Travel and locum roles distort the ceiling, and part-time positions distort the floor. The $400,000 upper bound almost certainly reflects short-term, high-intensity contract work rather than employed W-2 positions. The $78,000 lower bound likely reflects part-time hours, rural health center stipends, or new-grad roles with limited scope. The result is a dataset where the extremes are real but not representative, and where the average range ($150,694 to $190,553) provides a more useful baseline for full-time employed PAs than either tail of the distribution.

Underserved markets price in scarcity, but not consistently. North Dakota, South Dakota, Kentucky, and Tennessee all clear $197,000 on the low end, suggesting that rural or low-density markets are willing to pay premiums to attract talent. But Alaska, Montana, and Wyoming (where data exists) do not follow the same pattern—Alaska pays below average, Montana is middling, and Wyoming has no salary data at all. Scarcity pricing works when employers compete for a limited candidate pool, but it fails when employers can leave positions unfilled or rely on locum coverage instead of permanent hires.

Scope and leadership do not command a visible premium in the aggregate data. The raw dataset does not break out compensation by practice setting, procedural scope, or leadership responsibility, which makes it impossible to determine whether surgical PAs, ICU PAs, or those with supervisory duties earn materially more than their peers in primary care or urgent care. The wide range suggests that scope matters, but the data does not prove it. Recruiters and candidates alike are left to infer rather than conclude.
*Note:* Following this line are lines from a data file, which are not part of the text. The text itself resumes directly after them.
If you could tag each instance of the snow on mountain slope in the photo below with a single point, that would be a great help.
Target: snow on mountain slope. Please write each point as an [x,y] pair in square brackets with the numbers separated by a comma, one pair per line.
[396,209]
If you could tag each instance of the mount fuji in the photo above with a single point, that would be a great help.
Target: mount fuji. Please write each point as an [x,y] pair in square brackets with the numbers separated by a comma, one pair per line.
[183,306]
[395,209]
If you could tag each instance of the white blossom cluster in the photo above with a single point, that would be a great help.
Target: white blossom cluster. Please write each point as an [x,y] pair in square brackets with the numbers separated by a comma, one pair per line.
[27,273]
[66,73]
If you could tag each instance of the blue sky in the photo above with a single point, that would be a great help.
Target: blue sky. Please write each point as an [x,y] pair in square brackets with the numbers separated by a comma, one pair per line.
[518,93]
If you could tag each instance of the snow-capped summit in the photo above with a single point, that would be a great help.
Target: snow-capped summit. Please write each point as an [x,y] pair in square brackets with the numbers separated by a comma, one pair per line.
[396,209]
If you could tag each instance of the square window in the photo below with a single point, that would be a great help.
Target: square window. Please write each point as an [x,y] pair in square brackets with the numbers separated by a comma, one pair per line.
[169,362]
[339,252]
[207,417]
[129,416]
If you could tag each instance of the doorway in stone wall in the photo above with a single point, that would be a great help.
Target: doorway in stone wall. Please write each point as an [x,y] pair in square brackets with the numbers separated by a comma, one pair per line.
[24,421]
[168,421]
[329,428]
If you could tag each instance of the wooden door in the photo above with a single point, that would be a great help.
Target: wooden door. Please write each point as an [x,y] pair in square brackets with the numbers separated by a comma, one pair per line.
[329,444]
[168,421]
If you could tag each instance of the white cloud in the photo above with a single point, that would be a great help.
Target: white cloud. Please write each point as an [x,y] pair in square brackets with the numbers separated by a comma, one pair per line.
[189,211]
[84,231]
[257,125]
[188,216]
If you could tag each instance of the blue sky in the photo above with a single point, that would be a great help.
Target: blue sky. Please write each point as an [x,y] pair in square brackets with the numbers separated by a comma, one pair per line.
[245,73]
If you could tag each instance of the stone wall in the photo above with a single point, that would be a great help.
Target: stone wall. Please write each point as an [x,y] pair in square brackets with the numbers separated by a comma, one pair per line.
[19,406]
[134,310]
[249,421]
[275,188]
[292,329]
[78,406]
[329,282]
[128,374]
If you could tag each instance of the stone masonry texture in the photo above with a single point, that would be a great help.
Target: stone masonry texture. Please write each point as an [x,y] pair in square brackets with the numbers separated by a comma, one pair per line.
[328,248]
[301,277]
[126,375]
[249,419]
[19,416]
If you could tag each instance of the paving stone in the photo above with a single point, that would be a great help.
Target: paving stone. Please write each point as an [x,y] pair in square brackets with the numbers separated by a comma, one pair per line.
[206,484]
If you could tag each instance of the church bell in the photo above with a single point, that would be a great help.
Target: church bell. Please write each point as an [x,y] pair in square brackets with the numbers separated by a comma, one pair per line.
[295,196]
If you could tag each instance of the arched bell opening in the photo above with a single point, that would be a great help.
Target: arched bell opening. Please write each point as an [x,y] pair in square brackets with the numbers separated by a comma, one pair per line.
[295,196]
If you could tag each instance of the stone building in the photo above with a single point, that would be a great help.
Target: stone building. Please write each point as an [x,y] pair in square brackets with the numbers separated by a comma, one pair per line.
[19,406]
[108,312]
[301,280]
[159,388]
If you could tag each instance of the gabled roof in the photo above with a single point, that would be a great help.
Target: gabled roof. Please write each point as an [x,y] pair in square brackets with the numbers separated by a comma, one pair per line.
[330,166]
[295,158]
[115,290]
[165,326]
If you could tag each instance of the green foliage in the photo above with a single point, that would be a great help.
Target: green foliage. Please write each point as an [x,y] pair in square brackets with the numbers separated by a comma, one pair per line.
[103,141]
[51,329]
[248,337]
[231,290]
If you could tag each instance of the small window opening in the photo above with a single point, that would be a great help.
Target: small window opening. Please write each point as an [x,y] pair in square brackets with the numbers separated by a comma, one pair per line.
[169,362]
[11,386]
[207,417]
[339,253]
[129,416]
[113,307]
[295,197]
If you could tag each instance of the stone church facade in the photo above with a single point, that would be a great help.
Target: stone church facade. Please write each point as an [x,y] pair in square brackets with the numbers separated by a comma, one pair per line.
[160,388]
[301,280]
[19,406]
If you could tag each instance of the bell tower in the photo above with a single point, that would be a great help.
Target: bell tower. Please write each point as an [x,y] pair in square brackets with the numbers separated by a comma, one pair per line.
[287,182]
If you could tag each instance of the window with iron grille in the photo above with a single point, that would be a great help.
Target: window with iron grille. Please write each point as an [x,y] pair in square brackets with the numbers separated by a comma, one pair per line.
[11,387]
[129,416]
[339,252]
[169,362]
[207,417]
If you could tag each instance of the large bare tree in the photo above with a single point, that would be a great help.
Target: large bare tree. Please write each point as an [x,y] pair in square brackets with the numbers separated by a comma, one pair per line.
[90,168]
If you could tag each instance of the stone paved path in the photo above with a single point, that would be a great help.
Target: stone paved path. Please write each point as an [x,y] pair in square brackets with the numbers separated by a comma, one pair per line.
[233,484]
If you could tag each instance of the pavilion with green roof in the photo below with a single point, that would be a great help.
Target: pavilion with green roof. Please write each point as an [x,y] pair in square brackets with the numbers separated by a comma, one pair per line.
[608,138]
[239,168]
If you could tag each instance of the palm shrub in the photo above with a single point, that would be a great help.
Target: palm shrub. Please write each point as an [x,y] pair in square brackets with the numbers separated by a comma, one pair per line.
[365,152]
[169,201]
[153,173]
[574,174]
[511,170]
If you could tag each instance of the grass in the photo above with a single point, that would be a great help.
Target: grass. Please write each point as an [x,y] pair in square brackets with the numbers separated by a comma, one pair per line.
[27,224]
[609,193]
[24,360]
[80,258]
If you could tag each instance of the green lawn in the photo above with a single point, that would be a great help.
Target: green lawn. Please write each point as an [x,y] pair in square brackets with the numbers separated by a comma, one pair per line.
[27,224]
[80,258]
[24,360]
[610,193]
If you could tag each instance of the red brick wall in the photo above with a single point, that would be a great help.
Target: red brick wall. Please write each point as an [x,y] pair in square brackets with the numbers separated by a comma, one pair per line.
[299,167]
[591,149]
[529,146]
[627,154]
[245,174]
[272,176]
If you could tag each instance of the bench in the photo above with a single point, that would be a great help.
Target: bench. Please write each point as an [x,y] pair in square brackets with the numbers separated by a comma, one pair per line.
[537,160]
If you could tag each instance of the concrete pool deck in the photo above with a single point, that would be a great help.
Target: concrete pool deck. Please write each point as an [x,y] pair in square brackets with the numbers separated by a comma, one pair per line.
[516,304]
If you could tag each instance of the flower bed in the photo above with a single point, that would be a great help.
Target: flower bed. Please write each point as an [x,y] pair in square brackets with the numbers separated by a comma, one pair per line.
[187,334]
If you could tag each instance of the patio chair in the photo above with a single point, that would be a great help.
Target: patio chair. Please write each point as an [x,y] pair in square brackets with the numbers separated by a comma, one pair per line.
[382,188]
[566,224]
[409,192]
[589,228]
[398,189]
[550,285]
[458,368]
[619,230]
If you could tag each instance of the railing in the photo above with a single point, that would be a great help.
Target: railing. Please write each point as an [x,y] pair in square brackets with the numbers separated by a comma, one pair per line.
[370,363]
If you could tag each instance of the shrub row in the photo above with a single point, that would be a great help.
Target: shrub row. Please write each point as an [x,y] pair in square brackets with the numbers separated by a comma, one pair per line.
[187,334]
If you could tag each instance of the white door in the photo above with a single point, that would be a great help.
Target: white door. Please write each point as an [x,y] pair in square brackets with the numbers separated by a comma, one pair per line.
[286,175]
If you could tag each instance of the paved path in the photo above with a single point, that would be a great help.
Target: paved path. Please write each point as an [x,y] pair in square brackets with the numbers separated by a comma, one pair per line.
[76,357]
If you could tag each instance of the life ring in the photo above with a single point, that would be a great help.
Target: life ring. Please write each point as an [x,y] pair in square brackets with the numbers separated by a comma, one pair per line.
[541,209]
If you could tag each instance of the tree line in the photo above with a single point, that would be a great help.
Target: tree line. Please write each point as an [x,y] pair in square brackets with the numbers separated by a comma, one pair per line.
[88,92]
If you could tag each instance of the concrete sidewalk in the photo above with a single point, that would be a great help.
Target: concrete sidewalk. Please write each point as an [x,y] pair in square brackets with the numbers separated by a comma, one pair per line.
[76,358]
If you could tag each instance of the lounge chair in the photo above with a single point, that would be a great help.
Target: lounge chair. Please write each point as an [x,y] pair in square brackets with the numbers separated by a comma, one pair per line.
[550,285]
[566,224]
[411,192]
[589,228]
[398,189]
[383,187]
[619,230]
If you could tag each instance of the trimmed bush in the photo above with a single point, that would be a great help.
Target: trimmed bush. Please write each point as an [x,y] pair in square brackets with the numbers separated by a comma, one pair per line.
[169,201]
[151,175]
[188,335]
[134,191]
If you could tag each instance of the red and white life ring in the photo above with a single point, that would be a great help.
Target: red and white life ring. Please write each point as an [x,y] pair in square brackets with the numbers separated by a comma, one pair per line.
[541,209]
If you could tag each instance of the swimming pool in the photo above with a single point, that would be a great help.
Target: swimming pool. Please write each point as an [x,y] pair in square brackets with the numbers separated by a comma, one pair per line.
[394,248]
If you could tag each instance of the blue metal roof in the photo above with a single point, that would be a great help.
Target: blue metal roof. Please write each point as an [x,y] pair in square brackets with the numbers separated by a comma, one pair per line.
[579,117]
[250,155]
The volume-pay relationship breaks in predictable and troubling ways. California, North Carolina, New York, Washington, and Illinois combine for 469 listings—38.7% of the national total—but only California pays above the national average low, and only barely. High listing volume signals demand, but it does not signal premium compensation. In fact, the inverse may be true: states with the most listings may have the most competition among employers, which suppresses wages, or the most competition among candidates, which does the same. Either way, volume is not a proxy for pay, and candidates who assume otherwise will be disappointed.

THE BOTTOM LINE

The PA job market is geographically vast, structurally fragmented, and financially unpredictable in ways that reward research and punish assumptions. If you want the highest salary, go to North Dakota or Alabama and prepare to explain your decision at dinner parties. If you want the most options, go to California and accept that you will earn less per dollar of rent than your peers in Fargo. If you want balance, go to Virginia or Wisconsin and enjoy the quiet satisfaction of being right without being extreme. The market will pay you anywhere from $78,000 to $400,000 depending on where you go, what you do, and how much risk you are willing to tolerate.

The PA market is a reminder that job titles are abstractions and compensation is a negotiation, not an entitlement.

Salary data based on 522 listings with disclosed compensation. Figures may reflect part-time or specialized roles. This report is informational and should not replace professional judgment or financial planning.